Старуха откопала замёрзшую незнакомку из снега, а затем заметила у неё в ладони нечто странное

Три дня знахарка не отходила, и дед Мирон, сосед, единственный в деревне человек, кому Галина Петровна доверяла, носил ей то дров, то молока от своей козы, а лишнего не спрашивал. Понимал, раз молчит знахарка, значит так надо, и болтать про то, кто у нее в избе, не резон. На четвертый день жар спал, Олеся открыла глаза, темные, материнские, и долго смотрела в бревенчатый потолок, не понимая, где она.

Потом перевела взгляд на печь, на пучки трав под матицей, на прялку в углу, на старуху у изголовья. И в глазах ее медленно, страшно проступило осознание, не радость спасения, а ужас человека, который надеялся уже не проснуться. «Где я?» — спросила она, и голос был, как треснувшая доска.

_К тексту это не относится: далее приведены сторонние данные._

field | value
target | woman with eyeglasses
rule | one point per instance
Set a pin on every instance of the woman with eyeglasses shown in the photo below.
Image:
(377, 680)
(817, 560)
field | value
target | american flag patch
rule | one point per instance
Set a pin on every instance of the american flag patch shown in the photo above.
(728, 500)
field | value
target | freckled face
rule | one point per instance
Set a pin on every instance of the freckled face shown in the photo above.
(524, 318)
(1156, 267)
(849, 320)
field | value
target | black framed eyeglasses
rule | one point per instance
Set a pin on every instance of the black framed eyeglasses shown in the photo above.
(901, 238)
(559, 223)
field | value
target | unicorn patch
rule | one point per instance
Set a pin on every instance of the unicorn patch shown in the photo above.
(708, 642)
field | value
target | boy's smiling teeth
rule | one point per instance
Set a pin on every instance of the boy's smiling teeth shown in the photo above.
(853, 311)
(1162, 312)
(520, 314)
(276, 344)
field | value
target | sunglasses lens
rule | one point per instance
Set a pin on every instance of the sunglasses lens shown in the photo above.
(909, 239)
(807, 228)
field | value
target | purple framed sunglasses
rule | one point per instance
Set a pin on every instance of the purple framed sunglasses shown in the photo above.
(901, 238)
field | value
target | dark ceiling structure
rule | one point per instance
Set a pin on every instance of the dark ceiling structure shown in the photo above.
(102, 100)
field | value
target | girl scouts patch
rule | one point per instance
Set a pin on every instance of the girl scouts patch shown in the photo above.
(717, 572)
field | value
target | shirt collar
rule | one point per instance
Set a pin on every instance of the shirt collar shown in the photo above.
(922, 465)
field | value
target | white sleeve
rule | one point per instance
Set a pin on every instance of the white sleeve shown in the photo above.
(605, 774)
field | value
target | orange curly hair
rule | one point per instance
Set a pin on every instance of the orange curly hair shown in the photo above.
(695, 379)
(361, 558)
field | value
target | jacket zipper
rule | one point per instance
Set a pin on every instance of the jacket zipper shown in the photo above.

«Дома, милая, в деревне, у Галины-знахарки. Не признаешь? Ты махонькой ко мне на руках сидела, я тебе от золотухи мазала». Олеся смотрела на нее, и губы ее задрожали.

«Не может быть!» — прошептала она. «Меня тут нет, меня тут давно нет. Я умерла».

«Умерла да воскресла», — спокойно сказала знахарка, поднося к ее губам кружку с теплым питьем. «Пей: лист малины, липа, чуток зверобоя. Это не отрава, не бойся. Кабы хотела извести, не возилась бы три ночи». Девушка сделала глоток, поперхнулась, отпила еще. И вдруг схватила руку старухи своей исхудавшей рукой, с обломанными ногтями, со следами не сошедших еще обморожений.

«Фотография», — сказала она с внезапной силой. «У меня была фотография. В руке. Где она?» Галина Петровна молча достала снимок с божницы, куда убрала его, и вложила в дрожащую ладонь. Олеся прижала карточку к губам и, наконец, заплакала. Навзрыд.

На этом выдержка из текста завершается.